You were part of the research team that first measured the atmosphere of Pluto, right? Like, tell us a little bit about what you love about this planet.
BOSH: So as you go further out in the solar system, you go past the gas giant planets. Jupiter, Saturn, Uranus and Neptune, and then you get to this smaller planet that is rocky and has a lot of ice on it as well. And so it’s interesting from that perspective because it gives us some insight into how solar systems are formed.
But my love affair with Pluto began when I was in college and I started looking at Pluto and preparing for this special event called a stellar occultation that we ended up doing in 1988, which would tell us whether or not Pluto had an atmosphere.
And the fact that from the Earth we could tell that Pluto has an atmosphere at the time, I just thought was the coolest thing, you know, when the New Horizons spacecraft went past in 2015 …
GILGER: Right.
BOSH: … you can’t ask for anything better than to have pictures of Pluto’s heart, you know? Yeah. That was just so beautiful. So from the, from the aesthetic and the artistic perspective, Pluto is sort of reaching out to you, saying, come love me. So lovable.
GILGER: It’s so lovable.
BOSH: It is so lovable. Absolutely.

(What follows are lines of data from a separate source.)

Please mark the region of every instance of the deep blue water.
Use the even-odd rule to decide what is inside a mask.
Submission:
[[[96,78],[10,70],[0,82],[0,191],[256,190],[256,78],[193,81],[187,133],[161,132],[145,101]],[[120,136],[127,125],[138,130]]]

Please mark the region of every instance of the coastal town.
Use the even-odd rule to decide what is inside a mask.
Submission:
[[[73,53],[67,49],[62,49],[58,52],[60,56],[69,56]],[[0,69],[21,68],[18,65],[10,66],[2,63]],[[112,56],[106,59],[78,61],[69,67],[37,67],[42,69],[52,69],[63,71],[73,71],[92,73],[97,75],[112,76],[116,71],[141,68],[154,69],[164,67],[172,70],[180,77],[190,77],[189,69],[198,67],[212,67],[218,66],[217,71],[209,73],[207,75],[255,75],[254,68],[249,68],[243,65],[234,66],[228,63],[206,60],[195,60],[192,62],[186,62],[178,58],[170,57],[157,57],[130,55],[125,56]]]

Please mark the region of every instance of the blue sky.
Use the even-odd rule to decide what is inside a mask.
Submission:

And it’s got mountains, and it’s got great fields of ice, and it’s just things are moving. It is just such a dynamic planet and so interesting scientifically, as well as sort of that romantic story of what is happening with Pluto, how is it out there on the edge of the solar system, and then how we know about it.
GILGER: Yeah, yeah. How we know about it.
BOSH: Right.
GILGER: So, I mean, let’s end on that note, right? Like, Pluto is, as you say, your planet, our planet here in Arizona. I mean, how important is Pluto to Lowell, to Flagstaff? I mean, to this place? It sounds like it’s a real identity piece to you, whether it’s a dwarf planet or a real planet and will become the ninth again.
BOSH: Exactly. I think that what we hear from our visitors, you know, the public just loves Pluto. And the fact that it was discovered here, and they can go and see the tele, and touch the telescope that was used to discover it, that really connects people with this history. And so for the observatory, you know, there have been a number of important discoveries at Lowell Observatory over the, you know, the 130-plus years that we have existed. And Pluto is one of the big ones.
So, you know, that’s something that we tout along with the expansion of the universe and a whole number of other ones as well. But it’s part of our identity. And the fact that this is part of our history is big for Lowell Observatory and also Flagstaff.
And also, I don’t know if you know this, but Pluto has a real Flagstaff connection beyond Lowell Observatory because its largest moon, Charon, was discovered down the road at the U.S. Naval Observatory. We have astronomers here who are continuing to study Pluto and its atmosphere. And it’s just a big part of who we are and what we do here.